The measurement doesn't "destroy the whole quantum system", because you're not measuring the whole quantum system. You're only measuring two of the three systems.
It's like saying: if you have maximally entangled qubits, $|00\rangle+|11\rangle$ and you measure the first one in the computational basis, $\{|0\rangle,|1\rangle\}$, the second one is not "destroyed", but rather collapses on the same state you observed measuring the first qubit. If you measured $|0\rangle$, you know the second qubit is also $|0\rangle$, etc.
If you instead measure the first qubit in the $X$ eigenbasis, $\{|+\rangle,|-\rangle\}$, then finding $|+\rangle$ collapses the second qubit to $|+\rangle$, etc.
You can think of teleportation as working along the same principles.

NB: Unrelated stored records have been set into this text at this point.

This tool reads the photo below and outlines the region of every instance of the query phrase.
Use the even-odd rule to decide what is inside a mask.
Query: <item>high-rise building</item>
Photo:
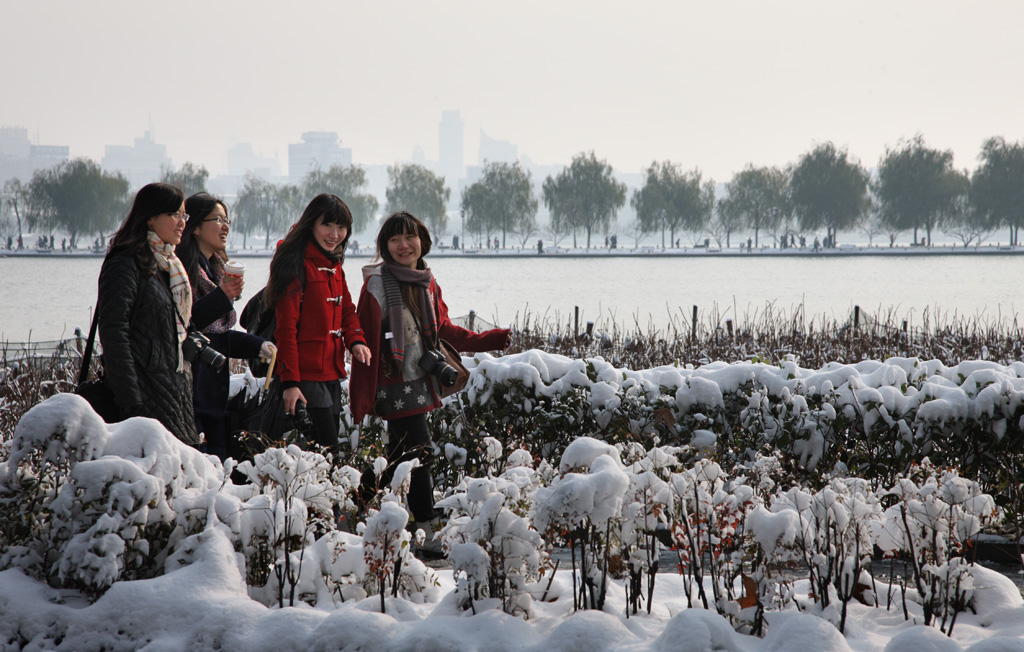
[[[68,160],[67,145],[33,145],[24,127],[0,127],[0,186],[8,179],[25,184],[36,170]]]
[[[281,174],[277,156],[263,156],[253,151],[249,143],[236,143],[228,148],[228,174],[241,177],[247,172],[269,179]]]
[[[288,145],[288,181],[302,183],[310,170],[326,170],[332,165],[352,165],[352,150],[341,146],[333,131],[307,131],[301,143]]]
[[[173,167],[167,157],[167,146],[147,131],[133,145],[107,145],[100,166],[107,172],[120,172],[133,189],[159,181],[163,168]]]
[[[438,159],[441,175],[449,188],[457,188],[459,179],[466,175],[463,154],[463,122],[458,111],[442,111],[437,126]]]
[[[515,163],[519,160],[519,147],[507,140],[491,138],[481,129],[477,160],[481,166],[487,163]]]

Except the measurement you're performing on the first qubit depends on the state $|\psi\rangle$ you're trying to teleport. The trick of doing a Bell measurement on two qubits on the sender's side achieves precisely this. Except instead of the sender performing a standard two-outcome projective measurement on their part of the entangled state, they perform a four-outcome POVM which depends on the state $|\psi\rangle$ to send over.

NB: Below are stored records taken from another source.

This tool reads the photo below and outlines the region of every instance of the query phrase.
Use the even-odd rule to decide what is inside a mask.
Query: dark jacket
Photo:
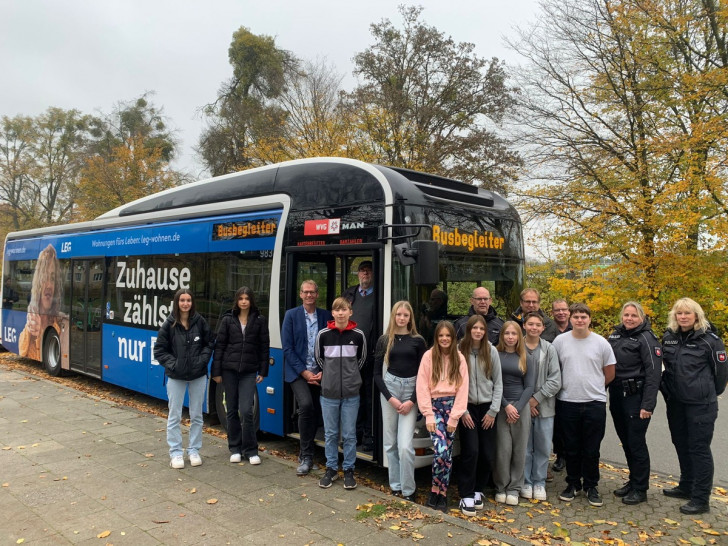
[[[236,311],[222,317],[212,359],[212,376],[221,376],[225,370],[267,377],[270,358],[268,319],[257,311],[251,311],[243,334],[238,320],[240,311]]]
[[[709,404],[718,400],[715,385],[726,383],[723,341],[713,332],[695,330],[687,335],[668,329],[662,337],[663,362],[660,390],[669,402]]]
[[[521,329],[523,329],[523,316],[525,314],[527,313],[524,313],[519,306],[518,309],[513,311],[513,314],[511,315],[511,320],[515,320],[521,326]],[[556,336],[561,333],[559,327],[556,326],[556,323],[553,321],[553,319],[546,316],[546,314],[543,312],[543,309],[539,309],[538,314],[541,315],[541,317],[543,318],[543,332],[541,332],[541,339],[545,339],[549,343],[553,343],[553,341],[556,339]],[[526,331],[524,330],[523,333],[525,334]]]
[[[207,375],[207,365],[212,354],[210,327],[202,315],[190,317],[190,327],[174,326],[174,316],[169,315],[157,333],[154,358],[171,379],[192,381]]]
[[[471,305],[468,314],[464,317],[460,317],[455,321],[455,333],[458,339],[465,337],[465,326],[468,323],[470,317],[475,315],[475,308]],[[498,337],[500,336],[501,328],[503,328],[503,319],[493,309],[492,305],[488,306],[488,312],[483,316],[485,324],[488,330],[488,341],[493,345],[498,345]]]
[[[619,324],[607,341],[617,359],[614,381],[610,386],[622,389],[622,381],[625,379],[643,381],[640,409],[655,411],[662,377],[662,345],[652,332],[650,321],[645,319],[637,328],[631,330],[625,328],[624,324]]]
[[[331,311],[316,308],[318,330],[326,328],[331,320]],[[318,334],[318,332],[316,332]],[[308,328],[306,326],[306,310],[303,305],[286,311],[281,327],[281,343],[283,344],[283,370],[286,383],[291,383],[306,369],[308,356]]]
[[[339,330],[333,320],[316,336],[316,362],[321,376],[321,396],[343,399],[359,394],[362,379],[359,370],[367,358],[364,333],[350,320]]]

Formally, you can see it because the entire procedure on the sender side amounts to performing the POVM $\boldsymbol\mu$ such that:
$$\operatorname{tr}(\mu_i \rho)=\langle \Psi_i| \mathbb{P}_\psi\otimes \rho|\Psi_i\rangle, \qquad \mathbb{P}_\psi\equiv|\psi\rangle\!\langle\psi|,$$
with $|\Psi_i\rangle$, $i=1,2,3,4$ the four Bell states, and $\rho$ the reduced state on the sender's side (yes, in the entanglement protocol this reduced state is just $I/2$, but here I'm describing the measurement procedure in isolation, I don't care what $\rho$ is; the measurement will then actually be performed on the entangled state, not actually just on the reduced state). Note that we can always write the Bell states as $|\Psi_i\rangle=(U_i\otimes I)|m\rangle$ with $|m\rangle\equiv\frac{|00\rangle+|11\rangle}{\sqrt2}$ and $U_i\in\{I,X,Y,Z\}$ the Pauli gates. It follows from some simple manipulation that
$$\mu_i = \operatorname{tr}_1[(\mathbb{P}_\psi\otimes I)\mathbb{P}_{\Psi_i}]
\equiv (\langle\psi|\otimes I)|\Psi_i\rangle\!\langle\Psi_i|(|\psi\rangle\otimes I)
= \frac12 \mathbb{P}(U_i^T|\bar\psi\rangle).$$
So what happens is: the sender gets the outcome $i$ from their four-outcome measurement, which collapses their state on $U_i^T|\bar\psi\rangle$. But projecting one part of $|00\rangle+|11\rangle$ on some $|\phi\rangle$ gives you $|\bar\phi\rangle$ on the other side, as follows from
$$(\langle\phi|\otimes I)(|00\rangle+|11\rangle) = |\bar\phi\rangle.$$
In other words, when the sender gets the $i$-th outcome, the receiver's state collapses to $\bar U_i|\psi\rangle$. Once they know which $i$ was measured, it is therefore easy for the receiver to correct away the $\bar U_i$ operation and end up with $|\psi\rangle$.